Before the lockdown, prenatal care over 8week normally included nearly two visits (monthly monitoring over an 8-week period). This frequency was lower in the control than in the experimental group (1.6 ± 0.5 and 1.9 ± 0.6, P = 0.006) (Table 2). Similarly, postponed appointments differed between the groups (P = 0.04) (Table 2), with patient-cancelled appointments (postponements) higher in the control group (7 cancellations among controls versus 1 in the experimental group), while health professionals cancelled more appointments in the experimental group (6 cancellations in the control versus 12 in the experimental group). The number of both additional patient-requested and health professional-requested appointments did not differ between the groups. Preferences for future obstetric care were similar; 30% of controls and 32% of women in the intervention group supported the implementation of telehealth visits for a future pregnancy after the end of the health emergency.
Excluding post-term monitoring (n=9), 21 women were admitted for either day hospitalization or conventional stays (n=10 in the control and n=11 in the experimental group). Careful analysis of the initial reasons for hospitalization did not identify any admission due to incidental findings during an in-person consultation. A major somatic complaint (intractable vomiting or preterm contractions), abdominal trauma, a positive screening/diagnostic test (anemia, diabetes, fetal growth restriction), fetal sampling, were the most common reasons for admission (Fig. 2 ).
Fig. 2.
Hospital stays initial reason for referral within PROTECT participants (day hospitalizations & conventional stays)
*FGR Fetal growth restriction.
Comparing the proportion of day hospitalizations to conventional stays between the two groups highlighted differences in their distribution. Conventional stays predominated in the control group (n=9 versus n=2 in the experimental group, P = 0.03), and day hospitalizations in the experimental group (n=15 versus n=6 in the control group, P = 0.04).
Discussion
Principal findings
The data provided by the pilot PROTECT study constitute an unprecedented and original source of information on telehealth use for prenatal care of women at low risk. The results support the contention that occasional telehealth use in the pandemic period did not impair women's experience of the quality of their prenatal care.
In our cohort, women's perception of their prenatal care by telehealth was not affected by their levels of health literacy, eHealth literacy, or deprivation. This finding confirms that telehealth can be appropriate for most pregnant women without comorbidity.

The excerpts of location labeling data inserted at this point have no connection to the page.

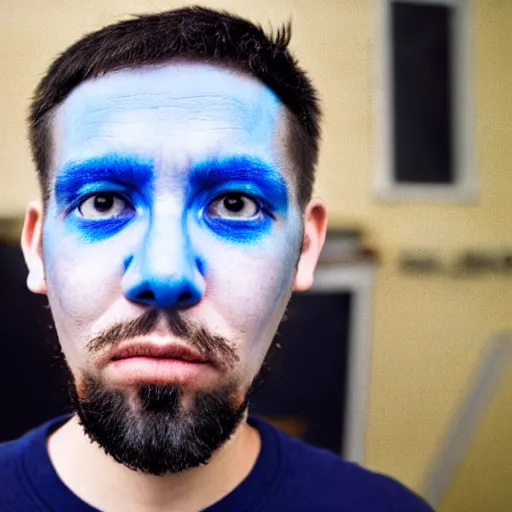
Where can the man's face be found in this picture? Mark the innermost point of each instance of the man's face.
(172, 195)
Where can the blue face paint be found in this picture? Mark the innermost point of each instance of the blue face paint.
(171, 143)
(120, 176)
(250, 177)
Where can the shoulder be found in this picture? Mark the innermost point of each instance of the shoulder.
(19, 459)
(12, 484)
(321, 480)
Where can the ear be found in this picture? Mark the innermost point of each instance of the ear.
(315, 226)
(32, 247)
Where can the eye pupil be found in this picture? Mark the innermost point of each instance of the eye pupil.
(103, 202)
(233, 203)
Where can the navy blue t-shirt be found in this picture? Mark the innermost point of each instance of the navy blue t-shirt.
(288, 476)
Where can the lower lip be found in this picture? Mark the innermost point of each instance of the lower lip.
(134, 370)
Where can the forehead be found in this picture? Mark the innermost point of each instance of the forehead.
(175, 114)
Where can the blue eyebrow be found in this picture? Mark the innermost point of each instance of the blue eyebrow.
(269, 179)
(115, 168)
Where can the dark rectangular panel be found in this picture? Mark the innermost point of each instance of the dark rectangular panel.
(422, 92)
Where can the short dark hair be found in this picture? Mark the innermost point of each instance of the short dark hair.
(193, 33)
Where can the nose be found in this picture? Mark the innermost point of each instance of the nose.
(164, 270)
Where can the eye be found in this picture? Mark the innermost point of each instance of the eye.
(102, 206)
(234, 206)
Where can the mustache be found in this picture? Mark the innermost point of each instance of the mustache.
(211, 346)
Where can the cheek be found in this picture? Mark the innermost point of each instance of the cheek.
(83, 281)
(250, 286)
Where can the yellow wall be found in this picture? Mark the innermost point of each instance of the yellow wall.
(428, 331)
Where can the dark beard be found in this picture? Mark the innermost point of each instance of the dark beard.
(157, 436)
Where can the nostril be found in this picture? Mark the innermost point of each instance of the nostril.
(147, 295)
(184, 297)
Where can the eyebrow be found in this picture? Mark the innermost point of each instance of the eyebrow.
(237, 168)
(123, 169)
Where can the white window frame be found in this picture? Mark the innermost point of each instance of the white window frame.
(463, 189)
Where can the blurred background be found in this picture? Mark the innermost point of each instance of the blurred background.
(413, 298)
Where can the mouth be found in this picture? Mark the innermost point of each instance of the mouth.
(151, 362)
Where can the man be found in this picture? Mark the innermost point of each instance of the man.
(175, 154)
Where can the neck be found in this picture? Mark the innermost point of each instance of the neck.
(107, 485)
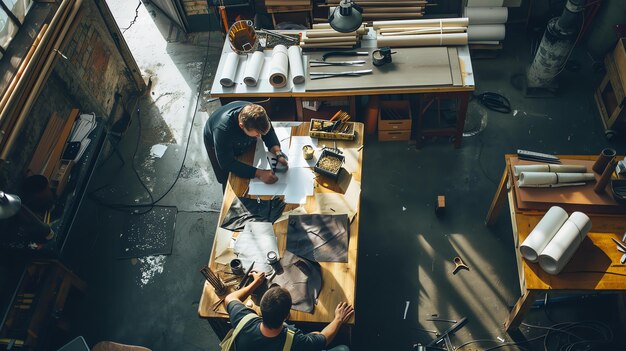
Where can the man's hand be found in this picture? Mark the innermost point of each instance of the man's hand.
(266, 176)
(343, 312)
(257, 278)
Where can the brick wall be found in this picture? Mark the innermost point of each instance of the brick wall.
(88, 79)
(195, 7)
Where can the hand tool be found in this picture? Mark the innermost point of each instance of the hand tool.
(321, 75)
(319, 63)
(344, 53)
(458, 325)
(459, 264)
(246, 277)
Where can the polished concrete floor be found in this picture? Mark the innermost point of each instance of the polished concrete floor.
(405, 251)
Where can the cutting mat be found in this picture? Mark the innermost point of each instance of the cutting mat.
(411, 67)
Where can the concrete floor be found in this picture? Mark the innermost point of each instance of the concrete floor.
(405, 252)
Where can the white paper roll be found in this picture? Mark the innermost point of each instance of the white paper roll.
(229, 71)
(280, 66)
(549, 168)
(543, 232)
(484, 3)
(489, 32)
(566, 241)
(537, 179)
(486, 15)
(253, 68)
(295, 62)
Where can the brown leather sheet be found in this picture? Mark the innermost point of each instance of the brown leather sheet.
(575, 198)
(411, 67)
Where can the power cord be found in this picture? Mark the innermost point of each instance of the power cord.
(153, 202)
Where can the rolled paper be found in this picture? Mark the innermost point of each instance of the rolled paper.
(486, 15)
(489, 32)
(423, 40)
(564, 244)
(603, 159)
(543, 232)
(280, 66)
(231, 62)
(605, 177)
(253, 68)
(295, 62)
(549, 168)
(538, 179)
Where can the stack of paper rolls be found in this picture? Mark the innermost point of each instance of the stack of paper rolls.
(486, 21)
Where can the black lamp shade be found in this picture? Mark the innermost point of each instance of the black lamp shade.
(346, 17)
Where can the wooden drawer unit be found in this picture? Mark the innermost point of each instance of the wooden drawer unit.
(394, 120)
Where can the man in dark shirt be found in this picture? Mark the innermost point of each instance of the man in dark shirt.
(269, 331)
(230, 131)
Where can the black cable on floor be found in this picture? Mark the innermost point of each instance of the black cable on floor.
(153, 203)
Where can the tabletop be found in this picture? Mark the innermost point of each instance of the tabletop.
(339, 279)
(263, 88)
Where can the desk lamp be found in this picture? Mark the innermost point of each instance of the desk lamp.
(347, 17)
(9, 205)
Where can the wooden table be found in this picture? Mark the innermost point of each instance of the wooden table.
(339, 279)
(299, 92)
(595, 266)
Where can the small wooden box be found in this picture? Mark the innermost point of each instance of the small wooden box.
(394, 115)
(394, 135)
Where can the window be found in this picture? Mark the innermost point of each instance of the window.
(12, 13)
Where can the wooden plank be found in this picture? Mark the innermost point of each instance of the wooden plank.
(55, 155)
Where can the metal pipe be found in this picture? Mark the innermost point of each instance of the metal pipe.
(556, 45)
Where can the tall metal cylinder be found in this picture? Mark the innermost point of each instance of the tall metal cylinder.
(556, 44)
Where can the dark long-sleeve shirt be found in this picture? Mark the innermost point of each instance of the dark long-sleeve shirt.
(229, 140)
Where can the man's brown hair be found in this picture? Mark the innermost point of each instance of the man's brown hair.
(254, 117)
(275, 306)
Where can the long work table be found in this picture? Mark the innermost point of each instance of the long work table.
(338, 279)
(443, 72)
(594, 267)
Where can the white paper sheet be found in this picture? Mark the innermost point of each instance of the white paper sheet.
(279, 68)
(254, 64)
(296, 157)
(229, 72)
(253, 244)
(551, 179)
(543, 232)
(566, 241)
(295, 64)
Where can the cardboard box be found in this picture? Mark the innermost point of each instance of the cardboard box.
(394, 115)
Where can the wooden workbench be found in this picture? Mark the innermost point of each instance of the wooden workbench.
(459, 91)
(339, 279)
(594, 267)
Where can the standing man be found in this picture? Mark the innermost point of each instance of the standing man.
(269, 332)
(228, 133)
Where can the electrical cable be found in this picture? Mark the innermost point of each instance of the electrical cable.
(134, 19)
(153, 202)
(494, 101)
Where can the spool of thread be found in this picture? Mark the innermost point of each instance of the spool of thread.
(605, 177)
(236, 267)
(603, 160)
(272, 257)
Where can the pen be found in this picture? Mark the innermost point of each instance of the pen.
(270, 163)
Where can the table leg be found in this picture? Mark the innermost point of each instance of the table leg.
(498, 199)
(460, 119)
(524, 303)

Moreover, follow-up through delivery showed no difference between telehealth and in-person consultation for maternal and neonatal outcomes and no hospital admissions due to incidental findings during an in-person consultation. These findings are evidence that the absence of physical examinations for PROTECT participants did not compromise maternal and fetal safety by preventing discovery of a potential complication.
Strengths and limitations
First, the PROTECT study is, as far as we know, the only French study to focus on prenatal care and how women experienced it during the COVID-19 pandemic in a low-risk population. The study's primary interest lies in its collection of pathbreaking data regarding telehealth use. These data can be used in the future to inform recommendations in any new epidemic episode as well as to answer questions about telehealth use in obstetrics in non-epidemic periods.

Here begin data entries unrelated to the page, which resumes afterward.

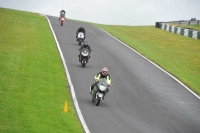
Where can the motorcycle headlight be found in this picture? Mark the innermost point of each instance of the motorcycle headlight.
(85, 54)
(102, 88)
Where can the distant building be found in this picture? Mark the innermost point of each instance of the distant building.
(193, 19)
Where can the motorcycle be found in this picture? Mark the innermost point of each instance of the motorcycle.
(62, 20)
(99, 90)
(84, 56)
(80, 38)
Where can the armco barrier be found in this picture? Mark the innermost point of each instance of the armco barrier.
(178, 30)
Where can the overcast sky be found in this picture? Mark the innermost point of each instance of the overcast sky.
(116, 12)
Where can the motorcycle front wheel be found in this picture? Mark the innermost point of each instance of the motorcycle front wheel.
(98, 101)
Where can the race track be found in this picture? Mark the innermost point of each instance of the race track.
(144, 99)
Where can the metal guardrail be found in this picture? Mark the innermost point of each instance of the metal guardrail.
(181, 22)
(185, 22)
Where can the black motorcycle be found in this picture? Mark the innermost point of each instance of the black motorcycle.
(99, 90)
(84, 56)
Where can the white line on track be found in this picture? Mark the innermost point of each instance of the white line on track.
(70, 83)
(153, 64)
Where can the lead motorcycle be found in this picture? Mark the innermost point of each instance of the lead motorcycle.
(80, 38)
(84, 56)
(62, 20)
(99, 90)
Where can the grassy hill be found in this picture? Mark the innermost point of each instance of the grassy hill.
(33, 85)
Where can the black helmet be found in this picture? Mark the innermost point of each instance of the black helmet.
(86, 43)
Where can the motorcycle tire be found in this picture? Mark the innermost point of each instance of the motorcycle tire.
(98, 101)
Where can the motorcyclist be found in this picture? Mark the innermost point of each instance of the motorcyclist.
(102, 74)
(85, 45)
(81, 29)
(62, 11)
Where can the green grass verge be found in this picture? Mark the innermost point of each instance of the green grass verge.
(193, 27)
(33, 84)
(179, 55)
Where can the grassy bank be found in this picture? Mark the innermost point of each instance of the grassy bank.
(193, 27)
(177, 54)
(33, 85)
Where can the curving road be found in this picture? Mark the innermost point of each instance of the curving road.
(144, 99)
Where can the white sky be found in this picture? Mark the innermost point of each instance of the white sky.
(116, 12)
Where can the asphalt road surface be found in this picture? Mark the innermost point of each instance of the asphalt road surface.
(144, 99)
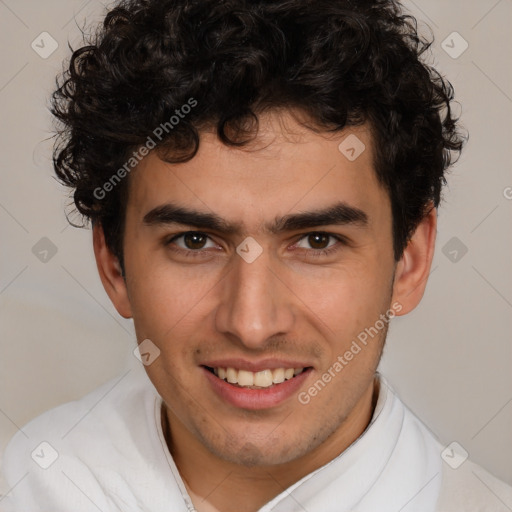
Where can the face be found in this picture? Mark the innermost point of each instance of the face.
(276, 256)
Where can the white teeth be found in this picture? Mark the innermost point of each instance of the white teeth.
(245, 378)
(261, 379)
(278, 375)
(232, 375)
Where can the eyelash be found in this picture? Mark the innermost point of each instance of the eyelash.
(189, 253)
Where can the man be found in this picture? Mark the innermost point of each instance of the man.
(263, 179)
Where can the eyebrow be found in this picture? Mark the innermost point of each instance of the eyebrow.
(337, 214)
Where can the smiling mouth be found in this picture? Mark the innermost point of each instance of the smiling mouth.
(256, 380)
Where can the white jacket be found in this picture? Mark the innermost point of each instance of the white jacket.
(107, 452)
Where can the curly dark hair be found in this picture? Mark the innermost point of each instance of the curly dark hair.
(340, 62)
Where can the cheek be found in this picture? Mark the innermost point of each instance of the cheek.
(345, 300)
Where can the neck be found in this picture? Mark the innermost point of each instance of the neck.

Second, the exploratory analysis of participants' social and demographic background, and their levels of health literacy, digital health literacy, and deprivation provides new information about connections between women's profiles and their prenatal care experience. The absence of any significant differences between the groups in these profiles strongly suggests that the choice of in-person or telehealth consultations was not based upon participants' social or health literacy levels. Furthermore, these criteria do not appear to have significantly impacted on the quality of prenatal care as assessed by the women in our cohort.
Third, the PROTECT study enabled the collection of an extensive set of maternal and neonatal outcomes that show no evidence of risk modification in either group. This finding is unsurprising given that the participants were at low risk. Nevertheless, the absence of hospital admissions due to incidental findings during any face-to-face consultations offers additional reassurance about the safety of telehealth in a low-risk population.

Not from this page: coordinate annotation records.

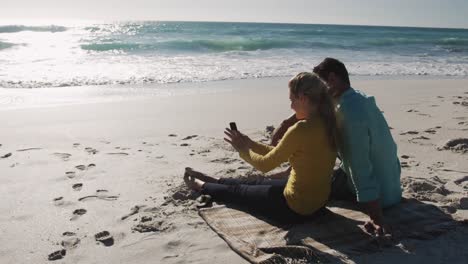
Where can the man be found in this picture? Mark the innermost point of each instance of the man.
(370, 170)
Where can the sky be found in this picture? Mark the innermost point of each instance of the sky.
(420, 13)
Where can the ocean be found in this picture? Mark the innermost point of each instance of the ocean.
(147, 52)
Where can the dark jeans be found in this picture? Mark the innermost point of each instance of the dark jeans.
(340, 189)
(263, 196)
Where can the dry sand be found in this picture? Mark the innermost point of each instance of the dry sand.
(102, 179)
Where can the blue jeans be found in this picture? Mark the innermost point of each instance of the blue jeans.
(263, 196)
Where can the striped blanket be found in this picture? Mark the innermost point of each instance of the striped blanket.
(331, 236)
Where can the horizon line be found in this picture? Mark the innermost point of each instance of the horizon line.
(2, 21)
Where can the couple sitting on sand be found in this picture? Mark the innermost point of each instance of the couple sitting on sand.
(330, 118)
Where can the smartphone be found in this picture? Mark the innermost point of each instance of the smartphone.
(233, 126)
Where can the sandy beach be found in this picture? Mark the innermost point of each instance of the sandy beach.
(98, 172)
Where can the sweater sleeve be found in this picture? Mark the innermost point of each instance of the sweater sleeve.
(357, 144)
(277, 155)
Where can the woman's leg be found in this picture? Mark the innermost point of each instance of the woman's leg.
(233, 181)
(199, 175)
(267, 200)
(257, 181)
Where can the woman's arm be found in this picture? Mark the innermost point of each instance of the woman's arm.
(281, 175)
(281, 153)
(283, 127)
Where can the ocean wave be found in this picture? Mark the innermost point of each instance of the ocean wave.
(198, 74)
(19, 28)
(6, 45)
(399, 41)
(215, 45)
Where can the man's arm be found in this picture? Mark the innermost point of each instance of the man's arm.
(357, 147)
(283, 127)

The study also has limitations that must be considered. The size of the study population was initially defined to identify potential differences between telehealth and in-person care. This population sample was not intended to establish the non-inferiority of one of these modes of prenatal care nor was it appropriate for that purpose. Due to the fast-moving health situation and the removal of the first lockdown, it was impossible to confirm the non-inferiority of telehealth monitoring by enrolling more participants. This point is an inherent limitation to the internal validity of the results about the potential benefits of telehealth. However, the PROTECT study remains useful, above and beyond the data it collected, as a pilot study to optimize the design and implementation of further studies exploring telehealth use in obstetrics or primary care.
Clinical implications
Previously published studies exploring QPCQ report mean scores ranging from 4.11 in an Australian population to 4.41 in a Canadian population of native French speakers. The mean QPCQ score for PROTECT participants was similar to those observed in the Australian and Canadian people in non-pandemic periods. The distribution within subscales was also identical, with low scores for anticipatory guidance than other subscales in the PROTECT, French-speaking Canadian, and Australian populations. In both PROTECT groups, the highest subscale score was for approachability, consistent with the observation among the French Canadian women. These outcomes indicate that women within populations whose health care meets high standards experience their prenatal care homogeneously regardless of whether a pandemic is raging.
Interpretation of results
Further support for the acceptability of telehealth in prenatal care during pandemic episodes comes from North American data. A study published in 2020 reported thatpatients and health professionals within the New York's largest healthcare provider expressed a high satisfaction with telehealth visits. The participants desired to integrate this model of care into the traditional model of high-risk obstetric care and73.8% of patients favored a combination of in-person and telehealth visits during their pregnancy [24]. A survey during the same period of the United Kingdom lockdown highlighted the benefits of social media use in providing medical support to pregnant women [25]. Responses of PROTECT participants did not indicate as much patient interest in telehealth implementation; of the patients with telehealth visits, 32% favored their implementation in a non-pandemic period. This result does not appear consistent with the global positive assessment of the telehealth experience in the PROTECT study and could be related to some confounding variables, including overexposure to digital media during the pandemic.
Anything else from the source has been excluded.